How geoFluxus Helps Companies Track SVHCs Across Waste and Circular Flows
GeoFluxus helps organisations gain visibility into where SVHCs appear in their waste and how they are managed by structuring waste data across sites and processors. This makes it easier to identify which materials are present in waste streams and where SVHCs are likely to occur, to check whether these waste streams are classified and treated in line with legal requirements, and to highlight data gaps or unusual patterns that indicate where further investigation is needed to better understand and manage the presence of SVHCs in waste.
(Book a Demo → https://www.geofluxus.com/book-a-demo)
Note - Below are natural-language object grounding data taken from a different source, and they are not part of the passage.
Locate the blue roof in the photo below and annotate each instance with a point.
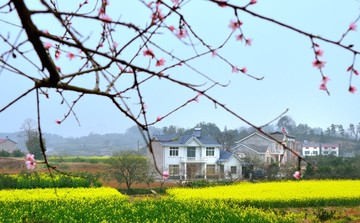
(225, 155)
(181, 139)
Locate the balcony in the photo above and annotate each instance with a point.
(193, 159)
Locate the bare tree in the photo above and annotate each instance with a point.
(118, 59)
(31, 136)
(130, 167)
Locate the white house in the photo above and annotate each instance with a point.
(316, 149)
(194, 155)
(267, 149)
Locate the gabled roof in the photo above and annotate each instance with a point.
(315, 144)
(184, 139)
(253, 134)
(226, 155)
(255, 148)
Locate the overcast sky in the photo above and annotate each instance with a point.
(282, 56)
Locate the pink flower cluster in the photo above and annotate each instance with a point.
(165, 175)
(30, 161)
(297, 175)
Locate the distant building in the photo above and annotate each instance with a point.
(194, 155)
(7, 145)
(316, 149)
(268, 149)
Conclusion — SVHCs Are a Compliance Duty, a Data Challenge, and a Circularity Barrier
SVHCs affect procurement, product composition, waste treatment, and circular performance. With stricter reporting and waste obligations taking effect, companies need to manage SVHCs proactively rather than addressing them only at the waste stage. Reliable and connected data makes it possible to identify where SVHCs are present, ensure waste is handled correctly, and support decisions on reduction or substitution earlier in the lifecycle.
FAQs
What are substances of concern and substances of very high concern?
Substances of concern is a broad term for chemical substances that may pose risks to human health or the environment. Substances of Very High Concern (SVHCs) are a specific group defined under the REACH Regulation because there is sufficient scientific evidence that they can cause probable serious effects, such as carcinogenic, mutagenic, or toxic effects, endocrine disrupting properties, or irreversible adverse health effects. SVHCs are identified at EU level by the European Chemicals Agency (ECHA) and are included on the Candidate List of substances of very high concern, which triggers immediate legal obligations for companies placing such substances or articles on the EU market.
What does “high concern chemical” mean?
A “high concern” chemical refers to substances that regulators consider especially problematic due to their effects on human health or the environment. This includes substances with carcinogenic, mutagenic or toxic properties, endocrine disruptors, or chemicals linked to long-term or irreversible effects. In EU regulatory practice, high concern SVHCs are identified based on scientific evidence and assessed by ECHA and the Member State Committee, often on a case-by-case basis.
What happens when a supplier uses an SVHC above 0.1%?
When an SVHC is present in an article above 0.1% weight by weight, companies in the supply chain must communicate this information to downstream users. Consumers also have the right to request sufficient information to allow safe use of the article. In addition, companies must submit information to the SCIP database so that waste operators and other interested parties can identify substances of very high concern when products reach end of life. These legal obligations apply regardless of quantities totaling one tonne and cover consumer products as well as industrial articles.
How often is the SVHC Candidate List updated?
The Candidate List of substances of very high concern is updated twice a year by the European Chemicals Agency, following evaluation by ECHA and agreement within the Member State Committee. New inclusions are based on updated scientific evidence and can lead to immediate legal obligations for companies. For this reason, companies operating in EU Member States need to monitor updates regularly and assess whether newly listed substances are present in their substances, articles, or supply chains.